Aims: This study was aimed to determine whether microRNA1 (miR1) plays a role in the activation of myosin light chain kinase (MLCK) mediated by oxLDL in human umbilical vein endothelial cells (HUVECs).
Main methods: HUVECs were treated with oxLDL along with a control miR or miR1 mimic. MiR1 expression was assayed by miRNA plate assay kit and mirVana™ miRNA isolation kit. The MLCK protein, transcript, and kinase activity were measured by Western blot, real-time-polymerase chain reaction and γ-(32)P-ATP phosphate incorporation, respectively. In addition, phosphorylation of MLC, ERK and p38 was analyzed by Western blot.

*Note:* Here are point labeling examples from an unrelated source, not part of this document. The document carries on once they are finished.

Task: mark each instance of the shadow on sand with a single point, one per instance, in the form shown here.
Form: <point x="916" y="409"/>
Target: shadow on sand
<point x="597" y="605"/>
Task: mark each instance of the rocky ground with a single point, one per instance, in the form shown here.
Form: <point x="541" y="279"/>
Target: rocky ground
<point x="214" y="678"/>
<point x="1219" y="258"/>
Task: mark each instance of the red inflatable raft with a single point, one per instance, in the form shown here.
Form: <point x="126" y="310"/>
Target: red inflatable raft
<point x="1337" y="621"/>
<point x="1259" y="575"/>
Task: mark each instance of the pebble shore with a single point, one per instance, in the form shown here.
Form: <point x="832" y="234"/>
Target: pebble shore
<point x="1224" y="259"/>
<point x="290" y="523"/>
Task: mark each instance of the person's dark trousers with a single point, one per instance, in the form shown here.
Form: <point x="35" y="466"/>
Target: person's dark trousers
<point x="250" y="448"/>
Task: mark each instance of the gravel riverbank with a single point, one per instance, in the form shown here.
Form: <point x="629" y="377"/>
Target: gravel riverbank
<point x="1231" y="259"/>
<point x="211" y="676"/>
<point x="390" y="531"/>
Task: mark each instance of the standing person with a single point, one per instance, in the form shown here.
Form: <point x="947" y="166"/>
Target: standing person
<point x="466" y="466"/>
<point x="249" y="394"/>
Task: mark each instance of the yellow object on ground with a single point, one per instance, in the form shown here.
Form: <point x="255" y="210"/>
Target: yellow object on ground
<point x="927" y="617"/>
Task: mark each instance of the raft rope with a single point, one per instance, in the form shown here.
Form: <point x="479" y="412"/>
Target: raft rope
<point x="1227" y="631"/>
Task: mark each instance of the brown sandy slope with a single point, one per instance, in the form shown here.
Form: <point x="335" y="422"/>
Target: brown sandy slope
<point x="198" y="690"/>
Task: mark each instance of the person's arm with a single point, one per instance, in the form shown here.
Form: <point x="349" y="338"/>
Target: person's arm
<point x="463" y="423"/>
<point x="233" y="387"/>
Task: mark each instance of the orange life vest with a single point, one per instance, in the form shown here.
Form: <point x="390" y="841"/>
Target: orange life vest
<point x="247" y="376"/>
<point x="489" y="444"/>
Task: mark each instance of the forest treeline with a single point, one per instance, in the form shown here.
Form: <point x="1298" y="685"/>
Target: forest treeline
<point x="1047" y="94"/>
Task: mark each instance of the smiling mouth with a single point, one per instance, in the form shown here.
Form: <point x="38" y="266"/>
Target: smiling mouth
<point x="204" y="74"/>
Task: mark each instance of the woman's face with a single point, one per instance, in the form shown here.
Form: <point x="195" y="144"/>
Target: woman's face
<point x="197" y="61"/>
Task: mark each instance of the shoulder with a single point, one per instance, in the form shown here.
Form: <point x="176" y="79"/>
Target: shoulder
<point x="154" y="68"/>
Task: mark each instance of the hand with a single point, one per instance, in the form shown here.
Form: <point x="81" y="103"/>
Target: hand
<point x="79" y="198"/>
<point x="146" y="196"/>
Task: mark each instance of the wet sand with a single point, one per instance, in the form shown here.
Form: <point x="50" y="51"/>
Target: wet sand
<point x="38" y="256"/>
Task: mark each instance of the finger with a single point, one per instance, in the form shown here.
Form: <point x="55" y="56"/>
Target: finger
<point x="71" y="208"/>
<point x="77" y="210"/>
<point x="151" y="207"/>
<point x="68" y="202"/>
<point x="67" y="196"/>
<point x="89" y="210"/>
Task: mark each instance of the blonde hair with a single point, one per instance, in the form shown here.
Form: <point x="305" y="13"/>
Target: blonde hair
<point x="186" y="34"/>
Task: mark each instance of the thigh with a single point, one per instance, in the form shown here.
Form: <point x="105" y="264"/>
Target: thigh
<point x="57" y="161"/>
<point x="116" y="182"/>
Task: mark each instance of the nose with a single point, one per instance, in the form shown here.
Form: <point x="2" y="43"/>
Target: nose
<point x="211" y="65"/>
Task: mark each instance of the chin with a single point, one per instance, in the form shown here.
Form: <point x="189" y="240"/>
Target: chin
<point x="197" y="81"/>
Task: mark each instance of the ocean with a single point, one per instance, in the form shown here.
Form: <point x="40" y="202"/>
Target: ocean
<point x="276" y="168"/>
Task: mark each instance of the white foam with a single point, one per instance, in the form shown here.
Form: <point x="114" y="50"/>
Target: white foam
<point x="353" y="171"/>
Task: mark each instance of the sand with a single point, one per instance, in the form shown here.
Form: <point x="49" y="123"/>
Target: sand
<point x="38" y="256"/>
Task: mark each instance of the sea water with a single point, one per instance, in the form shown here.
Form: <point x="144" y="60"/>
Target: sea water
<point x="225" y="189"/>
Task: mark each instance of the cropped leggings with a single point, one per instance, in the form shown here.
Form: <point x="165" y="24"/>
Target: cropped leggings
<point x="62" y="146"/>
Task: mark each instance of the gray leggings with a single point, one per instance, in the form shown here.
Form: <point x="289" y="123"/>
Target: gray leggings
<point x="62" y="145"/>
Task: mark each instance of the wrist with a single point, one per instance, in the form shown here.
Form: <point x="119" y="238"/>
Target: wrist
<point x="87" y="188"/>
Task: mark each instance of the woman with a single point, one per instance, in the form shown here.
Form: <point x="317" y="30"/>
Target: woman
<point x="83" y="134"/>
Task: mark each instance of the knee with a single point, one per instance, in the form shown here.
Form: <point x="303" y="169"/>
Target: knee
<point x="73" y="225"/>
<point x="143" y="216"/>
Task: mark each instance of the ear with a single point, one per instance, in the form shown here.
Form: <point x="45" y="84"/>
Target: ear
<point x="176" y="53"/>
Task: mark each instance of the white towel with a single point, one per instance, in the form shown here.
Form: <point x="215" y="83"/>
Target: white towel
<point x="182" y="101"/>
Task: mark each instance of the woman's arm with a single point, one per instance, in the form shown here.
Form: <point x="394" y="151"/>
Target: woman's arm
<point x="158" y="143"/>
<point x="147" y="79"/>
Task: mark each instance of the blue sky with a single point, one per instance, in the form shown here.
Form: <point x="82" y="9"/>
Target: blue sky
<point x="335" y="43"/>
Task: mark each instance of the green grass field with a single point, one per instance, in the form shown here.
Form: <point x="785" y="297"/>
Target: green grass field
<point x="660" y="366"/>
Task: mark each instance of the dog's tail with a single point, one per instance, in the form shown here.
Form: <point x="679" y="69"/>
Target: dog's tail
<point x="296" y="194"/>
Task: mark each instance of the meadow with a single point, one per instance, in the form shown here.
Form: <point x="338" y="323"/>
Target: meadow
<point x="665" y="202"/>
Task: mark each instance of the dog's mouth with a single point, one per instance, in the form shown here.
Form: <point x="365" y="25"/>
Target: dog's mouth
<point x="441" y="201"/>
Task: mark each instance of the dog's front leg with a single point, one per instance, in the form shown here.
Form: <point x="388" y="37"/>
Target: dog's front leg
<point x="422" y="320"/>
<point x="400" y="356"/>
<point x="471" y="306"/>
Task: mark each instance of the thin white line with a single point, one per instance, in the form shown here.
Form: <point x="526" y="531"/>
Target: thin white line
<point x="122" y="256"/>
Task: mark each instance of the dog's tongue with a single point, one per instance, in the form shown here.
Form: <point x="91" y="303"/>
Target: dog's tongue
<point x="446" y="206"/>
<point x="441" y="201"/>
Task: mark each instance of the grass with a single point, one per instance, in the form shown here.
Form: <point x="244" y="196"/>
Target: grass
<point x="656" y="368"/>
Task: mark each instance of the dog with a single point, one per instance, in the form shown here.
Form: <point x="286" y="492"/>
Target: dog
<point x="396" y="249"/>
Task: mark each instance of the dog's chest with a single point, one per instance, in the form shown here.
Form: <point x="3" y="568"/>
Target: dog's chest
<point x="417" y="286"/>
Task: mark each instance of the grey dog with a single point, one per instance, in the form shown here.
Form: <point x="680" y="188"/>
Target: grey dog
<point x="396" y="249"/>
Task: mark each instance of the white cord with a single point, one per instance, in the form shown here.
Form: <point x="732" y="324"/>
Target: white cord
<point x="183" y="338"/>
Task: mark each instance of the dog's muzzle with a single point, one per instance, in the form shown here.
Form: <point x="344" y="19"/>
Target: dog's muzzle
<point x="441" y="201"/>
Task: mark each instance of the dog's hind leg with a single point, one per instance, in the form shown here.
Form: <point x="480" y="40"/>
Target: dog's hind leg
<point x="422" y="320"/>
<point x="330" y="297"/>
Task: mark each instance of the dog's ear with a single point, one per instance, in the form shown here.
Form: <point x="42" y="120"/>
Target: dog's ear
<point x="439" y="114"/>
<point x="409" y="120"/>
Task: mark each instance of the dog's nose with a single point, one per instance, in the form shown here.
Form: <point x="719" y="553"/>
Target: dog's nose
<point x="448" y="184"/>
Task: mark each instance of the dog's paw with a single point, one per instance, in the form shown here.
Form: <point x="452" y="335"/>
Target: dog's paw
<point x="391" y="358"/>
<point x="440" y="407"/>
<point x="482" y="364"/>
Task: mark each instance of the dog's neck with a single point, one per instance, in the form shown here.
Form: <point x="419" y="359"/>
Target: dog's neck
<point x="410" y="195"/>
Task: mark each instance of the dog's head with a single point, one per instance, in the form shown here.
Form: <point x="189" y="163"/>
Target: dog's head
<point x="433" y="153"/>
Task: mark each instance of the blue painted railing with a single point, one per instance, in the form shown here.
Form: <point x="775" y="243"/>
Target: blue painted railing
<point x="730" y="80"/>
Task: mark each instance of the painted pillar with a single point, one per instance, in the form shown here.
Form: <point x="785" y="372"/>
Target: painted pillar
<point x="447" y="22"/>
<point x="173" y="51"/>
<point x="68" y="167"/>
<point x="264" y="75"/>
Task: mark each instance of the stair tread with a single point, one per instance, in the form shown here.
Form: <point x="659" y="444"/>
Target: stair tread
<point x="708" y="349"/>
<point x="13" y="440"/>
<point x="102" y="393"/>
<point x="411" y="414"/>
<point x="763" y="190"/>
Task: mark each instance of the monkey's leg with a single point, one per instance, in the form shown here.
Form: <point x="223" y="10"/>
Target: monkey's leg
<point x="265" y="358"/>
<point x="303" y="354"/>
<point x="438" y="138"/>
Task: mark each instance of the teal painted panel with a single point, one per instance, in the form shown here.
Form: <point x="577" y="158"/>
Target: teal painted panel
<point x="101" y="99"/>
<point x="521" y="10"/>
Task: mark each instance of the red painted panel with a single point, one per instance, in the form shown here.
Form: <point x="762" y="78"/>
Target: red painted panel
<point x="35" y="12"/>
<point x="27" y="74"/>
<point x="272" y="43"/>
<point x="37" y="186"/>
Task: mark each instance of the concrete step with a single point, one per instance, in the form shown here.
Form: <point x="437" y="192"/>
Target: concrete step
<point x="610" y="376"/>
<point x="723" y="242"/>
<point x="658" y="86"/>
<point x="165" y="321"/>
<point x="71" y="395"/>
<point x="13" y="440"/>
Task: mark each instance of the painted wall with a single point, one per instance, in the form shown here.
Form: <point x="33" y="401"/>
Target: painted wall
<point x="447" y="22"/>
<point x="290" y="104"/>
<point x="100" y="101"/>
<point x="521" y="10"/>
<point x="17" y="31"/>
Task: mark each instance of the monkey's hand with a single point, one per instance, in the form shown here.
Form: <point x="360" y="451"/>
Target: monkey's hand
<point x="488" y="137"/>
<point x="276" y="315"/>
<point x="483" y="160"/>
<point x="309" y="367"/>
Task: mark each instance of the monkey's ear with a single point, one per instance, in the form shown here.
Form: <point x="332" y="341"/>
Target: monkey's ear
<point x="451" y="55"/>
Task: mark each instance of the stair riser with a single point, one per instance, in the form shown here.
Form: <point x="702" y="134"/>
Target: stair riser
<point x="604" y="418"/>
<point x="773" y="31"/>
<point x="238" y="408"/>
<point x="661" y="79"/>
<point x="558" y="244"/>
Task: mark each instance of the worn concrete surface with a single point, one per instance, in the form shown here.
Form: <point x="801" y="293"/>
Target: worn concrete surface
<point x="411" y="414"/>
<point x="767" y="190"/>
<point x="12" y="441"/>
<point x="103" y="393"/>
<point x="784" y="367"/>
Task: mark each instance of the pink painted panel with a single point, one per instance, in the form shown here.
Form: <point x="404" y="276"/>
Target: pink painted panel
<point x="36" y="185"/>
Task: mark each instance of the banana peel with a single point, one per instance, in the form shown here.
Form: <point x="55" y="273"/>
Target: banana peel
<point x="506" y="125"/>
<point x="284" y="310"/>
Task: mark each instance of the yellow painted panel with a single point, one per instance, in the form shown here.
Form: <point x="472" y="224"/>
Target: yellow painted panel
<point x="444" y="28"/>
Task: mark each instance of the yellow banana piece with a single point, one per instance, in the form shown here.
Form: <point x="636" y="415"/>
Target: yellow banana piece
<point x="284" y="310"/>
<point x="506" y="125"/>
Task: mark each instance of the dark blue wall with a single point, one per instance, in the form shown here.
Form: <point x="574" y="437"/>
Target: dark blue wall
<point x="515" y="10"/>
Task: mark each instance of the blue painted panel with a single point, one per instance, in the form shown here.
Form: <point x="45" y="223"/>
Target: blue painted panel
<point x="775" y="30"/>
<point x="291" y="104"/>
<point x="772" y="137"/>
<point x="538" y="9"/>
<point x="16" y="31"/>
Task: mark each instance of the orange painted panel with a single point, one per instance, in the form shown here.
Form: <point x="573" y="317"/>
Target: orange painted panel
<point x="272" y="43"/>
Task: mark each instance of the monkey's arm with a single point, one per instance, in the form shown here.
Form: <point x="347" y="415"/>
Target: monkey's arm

Key findings: The results showed that upon treatment with oxLDL, miR1 expression was decreased, whereas MLCK expression was increased, in a time- and dose-dependent manner. Consistent with this, miR1 mimic prevented MLCK expression and activation and attenuated the phosphorylation of MLC and ERK/p38 in oxLDL-treated HUVECs. Furthermore, we showed that miR1 was able to bind a site located at the 3'un-translational region of MLCK mRNA and inhibited its expression.
Significance: Taken together, this study demonstrated that the effect of miR1 on hyperlipidemia is mediated through down-regulation of MLCK and the ERK/p38 MAPK pathway.
Keywords: HUVECs; Hyperlipidemia; MicroRNA1; Myosin light chain kinase.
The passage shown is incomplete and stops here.